Il 19 Maggio Trieste ricorderà uno dei suoi figli caduto, venticinque anni fa, in un angolo sperduto di mondo mentre raccontava una guerra dimenticata dai network occidentali.

Classe 1953, Almerigo Grilz coltiva sin da giovane la passione per il giornalismo free lance; poi c’è la politica, vissuta e combattuta in una città calda, a due passi dal confine con la Repubblica Popolare di Jugoslavia, quel paese simbolo ancor oggi delle sofferenze e dei patimenti degli italiani ‘orientali’.

Uomo particolare Almerigo: dopo una lunga militanza che lo porta a ricoprire gli incarichi di dirigente nazionale del Fronte della Gioventù e di consigliere comunale, l’impegno istituzionale lascia il posto alla passione ben più profonda di raccontare quelle storie, di uomini e di mondi, che le testate giornalistiche e le televisioni non ospitano nel loro spazio.

Viaggia Almerigo e lo fa per tutta la vita. E’ uno dei pochi della sua generazione a vivere un periodo in Inghilterra, fotografando con la mente stili di vita, quotidianità, vizi e virtù di un paese così lontano dall’Italia non tanto geograficamente, quanto culturalmente.

L’ Albatross press agency, fondata con Gian Micalessin e Fausto Biloslavo, avrà il compito arduo di descrivere al lettore occidentale ciò che accade in quegli angoli del globo in cui non sempre una una Leica o un 35 mm giungono per immortalare eventi, guerre, catastrofi o crimini contro l’umanità.

Sono gli anni Ottanta e internet è una parola ancora sconosciuta ai più. Quel sistema che, alla fine del decennio successivo, rivoluzionerà la condivisione di informazioni, è ancora appannaggio delle strumentazioni militari americane: in caso di guerra atomica, con le comunicazioni radio interrotte, il cavo sotterraneo permetterà ai vari comandi Nato di ottenere informazioni sullo scenario bellico.

Sono anni duri gli Ottanta, con gli equilibri globali sono messi a rischio da una nuova guerra, un secondo inutile Viet Nam che, a fine decennio, contribuirà al collasso dell’ Impero sovietico.

1979. L’ Armata rossa varca i confini del  piccolo stato asiatico.
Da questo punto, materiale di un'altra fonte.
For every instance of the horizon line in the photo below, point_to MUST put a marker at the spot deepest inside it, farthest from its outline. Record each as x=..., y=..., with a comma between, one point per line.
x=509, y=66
Un pugno di combattivi mujahedeen, affiancato da una popolazione non avvezza ad essere dominata, tiene in scacco il primo esercito al mondo per numero di effettivi.  Malgrado alcuni aiuti internazionali (come i missili Stinger) le crudeltà e l’impari lotta creano migliaia di vittime civili.
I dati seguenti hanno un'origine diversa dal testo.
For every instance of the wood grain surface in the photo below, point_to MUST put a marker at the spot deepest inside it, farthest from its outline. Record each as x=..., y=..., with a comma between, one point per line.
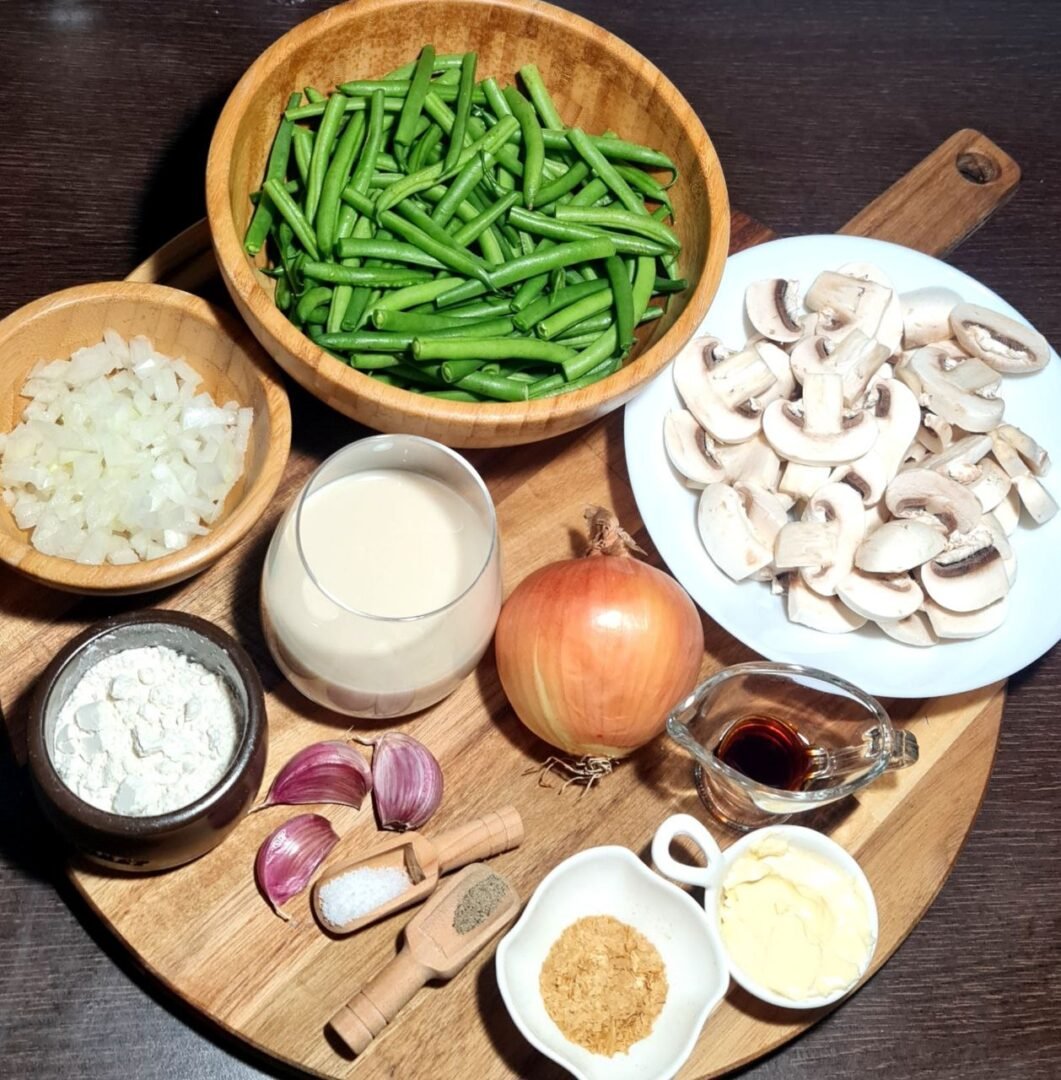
x=101, y=173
Le mine a pappagallo, con i loro colori sgargianti e il loro meccanismo a scoppio ritardato, sono flagello per i bambini, vittime inconsapevoli e innocenti di una guerra sporca.

L’obiettivo di Almerigo è laggiù, tra montagne polverose, crimini di guerra, eserciti moderni e un mondo antico che, trent’anni dopo, non si è ancora del tutto evoluto, legato com’è a tradizioni che  Cremlino o Coca Cola mai potranno cancellare.
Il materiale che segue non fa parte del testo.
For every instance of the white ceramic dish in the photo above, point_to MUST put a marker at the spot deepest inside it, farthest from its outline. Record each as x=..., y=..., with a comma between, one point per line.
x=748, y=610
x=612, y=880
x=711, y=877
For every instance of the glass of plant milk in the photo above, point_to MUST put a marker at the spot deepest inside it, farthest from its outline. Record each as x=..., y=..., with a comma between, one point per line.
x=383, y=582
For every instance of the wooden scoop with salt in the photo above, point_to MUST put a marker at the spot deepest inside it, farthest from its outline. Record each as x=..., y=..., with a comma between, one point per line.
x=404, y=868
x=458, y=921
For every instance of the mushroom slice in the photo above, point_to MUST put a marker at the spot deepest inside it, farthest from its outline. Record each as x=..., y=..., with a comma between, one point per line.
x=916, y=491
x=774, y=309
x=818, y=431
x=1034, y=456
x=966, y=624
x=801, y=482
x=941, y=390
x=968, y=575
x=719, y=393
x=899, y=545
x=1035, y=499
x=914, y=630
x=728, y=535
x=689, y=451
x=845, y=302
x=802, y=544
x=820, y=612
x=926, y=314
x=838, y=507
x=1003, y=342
Sul Panshir come a Beirut o come in Angola Almerigo Grilz ha dato voce alle sofferenze dei soldati e della gente comune, nel nome di un mestiere che ha il fine di informare e di descrivere, quanto più obiettivamente possibile, senza scadere nel pettegolezzo o nel pregiudizio.

Il 19 Maggio 1987, una pallottola vagante sparata a Caia, in Angola, ha messo fine all’avventurosa esistenza del giovane triestino.

Giornalismo, quello di Almerigo, non come mestiere redditizio ma come stile, quasi, senza cadere nella retorica, come missione.

Venticinque anni dopo,  nell’epoca della comunicazione multimediale, un po’ dello spirito che animò i redattori dell’ Albatross press agency è rimasto. Infatti , malgrado la crisi dell’editoria, giornali che chiudono o che non riescono più a pagare i dipendenti, il mestiere dell’informare resta qualcosa di sentito e che va ben oltre le difficoltà economiche. Una passione dunque, che anima in Italia e nel mondo milioni di persone, dai blog ai magazine on line, trattando argomenti della quotidianità, della storia o della cultura che i canali ufficiali evitano talvolta con superficialità.